Tem pesquisas científicas que comprovam que mesmo nossos
pais tem um filho “preferido”. Todo mundo já se queixou que o professor “protegia”
fulano. Tem um meme na internet que diz
que mesmo quem tem “vários esquemas” (tradução: está saindo e se relacionando
com várias pessoas de forma simultânea) tem no repertório uma pessoa que se
destaca – talvez aquele que ganhe a preferência na fila das saídas ou a
disponibilidade no final de semana, sempre mais disputado.
É inevitável dar caráter valorativo as coisas, as
experiências, as pessoas. Categorizamos por rótulos para que tenhamos a
impressão (falsa) de as apreendemos com inteireza, de que as limitamos, de que
as compreendemos. Tateamos no escuro como cegos na floresta e tentamos a todo custo
ter qualquer noção de segurança, de saber onde estamos pisando. Não sabemos.
Nunca saberemos. É a nossa sina. A olho nu é tudo muito engraçado, somos tanto
a repetição de nós mesmos e não nos damos conta.
Fingimos que somos todos muito diferentes e na verdade somos
muito mais parecidos do que supõe o nosso ego e ainda assim elegemos pessoas para
nos saltarem os olhos, para fazerem com que no canto dos nossos olhos “a menina
dance.” E não, isso não é ruim. Tem gente que nos capta sem que consigamos
dizer com o quê, se é o cheiro, o sorriso aberto, o desenho do olhar, o toque
da pele, o som da voz, a paz que desperta ou a turbulência que nos provoca.
Das coisas mais
generosas que podemos fazer é estender ao outro a sensação de que ele é
especial – de que algo que emana dele nos toca. De que o encontro que estamos
tendo com ele – por mais que tenhamos tido outros semelhantes – é único por ser
com ele, mundo que se desvela sob os cuidados dos nossos olhos, mundo que ao se
abrir nos interessa e comove. Mundo que ao colidir com o nosso “mexe qualquer
coisa dentro doida, já qualquer coisa doida dentro mexe”. As estratégias são as mais diversas mas todo
mundo está caminhando na própria companhia tentando entender o próprio valor.
“Desespecializar” as pessoas tornando-as iguais as outras
porque nosso repertório de encontro é limitado é das coisas mais duras que se
pode fazer. Eu sei, alguns se motivam e começam a “tentar conquistar qualquer
coisa assim em você: o que será?” e outras apenas se afastam, pois tem coisas
que não se ensinam – ou se é ou não se é. As melhores coisas são. Sem a lógica
do domínio da nossa mente. Simplesmente jogadas no caos que nos cerca.
Vinte e oito anos atrás duas pessoas que eu amo e admiro
resolveram oficializar o quanto se achavam especiais aos olhos uma da outra.

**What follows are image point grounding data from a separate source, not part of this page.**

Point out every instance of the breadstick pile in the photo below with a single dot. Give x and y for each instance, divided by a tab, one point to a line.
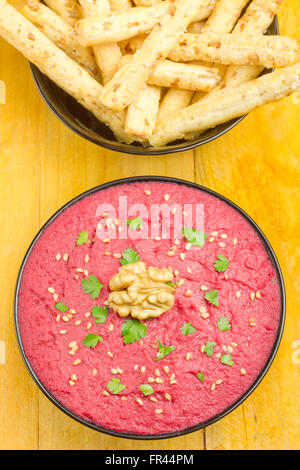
156	71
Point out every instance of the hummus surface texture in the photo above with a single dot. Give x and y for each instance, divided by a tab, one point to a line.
186	366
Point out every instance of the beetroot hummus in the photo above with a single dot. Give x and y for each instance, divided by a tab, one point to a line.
154	375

Certamente ele cravou os olhos em muitos olhos até chegar naqueles olhos verdes
dela. Certamente ela ouviu muitas palavras bonitas até seus ouvidos serem
tocados pelas dele. Inquestionavelmente ele tinha achado outras pernas bonitas
e ela tinha visto outros rapazes tocando timbau com cara de “artista-de-humanas”.
Mas ainda assim, dentre todas as mesmices que nossos roteiros parcos inscrevem
na gente essas duas pessoas se encontraram e se destacaram no jogo de luzes uma
da outra.
Nâo, não sei dizer como eles começaram a perceber isso pois
quando a gente abre mão de controlar a vida ela nos preenche com as mais
variadas surpresas: podemos sentir a confiança de adormecer (já se deram conta
do quanto adormecer na presença do outro nos coloca em posição de vulnerabilidade?)
, podemos ter olhares que “não se consolam” se não imersos no do outro, podemos
nos ver sentindo falta na distância, nos entregando em um sorriso, podemos nos
ver contando “segredos de liquidificador” que sabemos não sair falando por aí
ou falando com todas as silabas das palavras. Se enamorar não significa ser
clichê. Não significa nada, na verdade. Se vive e só.
Que bom que vinte e oito anos depois vocês continuam se encontrando
e escolhendo se achar especiais. Não tem a ver com o tempo ou com o contrato. O
que desejo a vocês é que fiquem sempre enquanto essa “especialidade” fizer
cosquinha no peito de vocês. O bonito da vida é isso, pai e mãe.